To brighten up our suddenly white, white winter wonderland, we have a dozen balls of fluff to take care of. They arrived bright and shiny, right as the storm began to hit. This year I wanted to be sure to have one of the earliest shipments of chicks because I want layers by late fall, instead of the middle of winter. I also wanted the girls to be able to be fully grown to enjoy free-ranging safely before winter and to be able to help me in the garden. My big girls will be helping me "till" the garden this spring as soon as the ground thaws. They will also be charged with eating all of the grubs that have overwintered there so they won't hatch and eat my plants, a chore they have been dreaming about all winter!
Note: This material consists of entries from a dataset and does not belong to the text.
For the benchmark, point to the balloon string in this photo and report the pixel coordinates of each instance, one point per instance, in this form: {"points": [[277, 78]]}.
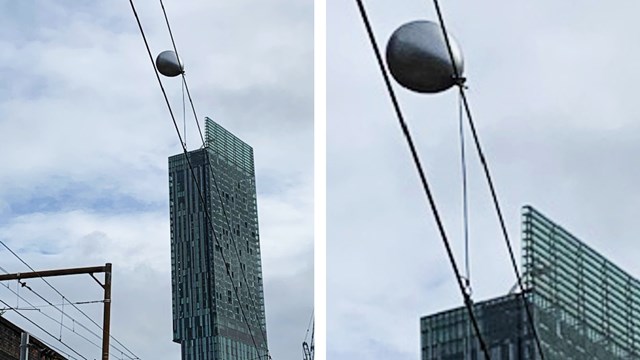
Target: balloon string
{"points": [[184, 116]]}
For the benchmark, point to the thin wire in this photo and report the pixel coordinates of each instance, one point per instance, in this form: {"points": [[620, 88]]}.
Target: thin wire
{"points": [[184, 79], [465, 199], [485, 167], [212, 173], [184, 116], [23, 284], [202, 199], [308, 327], [62, 318], [405, 130], [59, 293], [43, 330], [34, 307]]}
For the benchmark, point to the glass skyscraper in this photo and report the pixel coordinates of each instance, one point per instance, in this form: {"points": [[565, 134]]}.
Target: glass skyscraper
{"points": [[584, 306], [216, 272]]}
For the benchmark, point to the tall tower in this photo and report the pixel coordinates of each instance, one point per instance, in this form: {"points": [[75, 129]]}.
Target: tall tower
{"points": [[216, 271]]}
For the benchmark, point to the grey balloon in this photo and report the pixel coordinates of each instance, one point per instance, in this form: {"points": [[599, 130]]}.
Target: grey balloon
{"points": [[418, 58], [168, 64]]}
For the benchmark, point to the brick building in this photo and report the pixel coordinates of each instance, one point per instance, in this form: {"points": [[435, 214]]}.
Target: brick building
{"points": [[10, 336]]}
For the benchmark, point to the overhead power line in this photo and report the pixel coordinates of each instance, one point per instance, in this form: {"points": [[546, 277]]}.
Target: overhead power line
{"points": [[425, 184], [64, 297], [485, 167], [43, 330]]}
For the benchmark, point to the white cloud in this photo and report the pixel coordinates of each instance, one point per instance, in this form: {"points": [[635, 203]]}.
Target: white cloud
{"points": [[86, 136], [553, 104]]}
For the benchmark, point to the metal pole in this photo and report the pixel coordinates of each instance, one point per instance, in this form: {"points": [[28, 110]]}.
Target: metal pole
{"points": [[106, 320], [24, 346]]}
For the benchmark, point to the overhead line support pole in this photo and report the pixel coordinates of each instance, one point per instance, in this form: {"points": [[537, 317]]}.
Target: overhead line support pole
{"points": [[106, 320]]}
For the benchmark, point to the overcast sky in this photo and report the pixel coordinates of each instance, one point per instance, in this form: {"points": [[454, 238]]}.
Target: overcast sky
{"points": [[86, 135], [552, 88]]}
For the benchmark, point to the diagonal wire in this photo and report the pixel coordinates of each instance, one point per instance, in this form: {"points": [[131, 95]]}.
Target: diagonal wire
{"points": [[202, 199], [465, 198], [485, 167], [212, 173], [50, 317], [407, 134], [49, 304], [43, 330]]}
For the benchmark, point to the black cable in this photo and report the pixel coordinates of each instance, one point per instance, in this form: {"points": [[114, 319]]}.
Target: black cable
{"points": [[43, 330], [212, 173], [485, 167], [50, 317], [59, 293], [425, 185], [194, 178], [184, 79], [63, 315]]}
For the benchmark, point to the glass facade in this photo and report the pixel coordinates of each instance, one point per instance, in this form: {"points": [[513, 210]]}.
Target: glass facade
{"points": [[212, 261], [584, 307], [589, 294]]}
The babies mesmerize us with their antics. Suddenly a chick will be in a hurry to get somewhere but halfway through its run, will pause for a nap, eventually toppling over and waking up again.
Some will tunnel into their food and feel they are in heaven. Others aren't content unless they are seated on top of another, or have one foot in the water dish.
We have four of each, Buff Orpingtons, Rhode Island Reds, and Silver Laced Wyandottes, all excellent egg layers, all large sized birds (a deterrent to aerial predators when fully grown), all cold hearty and friendly, and hopefully, all girls. It's hard to imagine at this moment, seeing the chicks in their coats of pure fluff and knowing the long road of care that lies ahead for each one of them, but if one does turn out to be a roo, I most likely will have to play the role of Alice's Queen of Hearts ("off with his head!"). At times there can be little room for sympathy on a farm, even an organic one. So let's hope the chicken sexer is profoundly good at his or her profession so we can enjoy the eggs and company of all of our little fluff balls for many years to come.
Savannah kisses a RIR chick that fell asleep in her hands. They often fall asleep as we cradle them - we like to think it's because they're imagining themselves under the warmth of their mother's wing.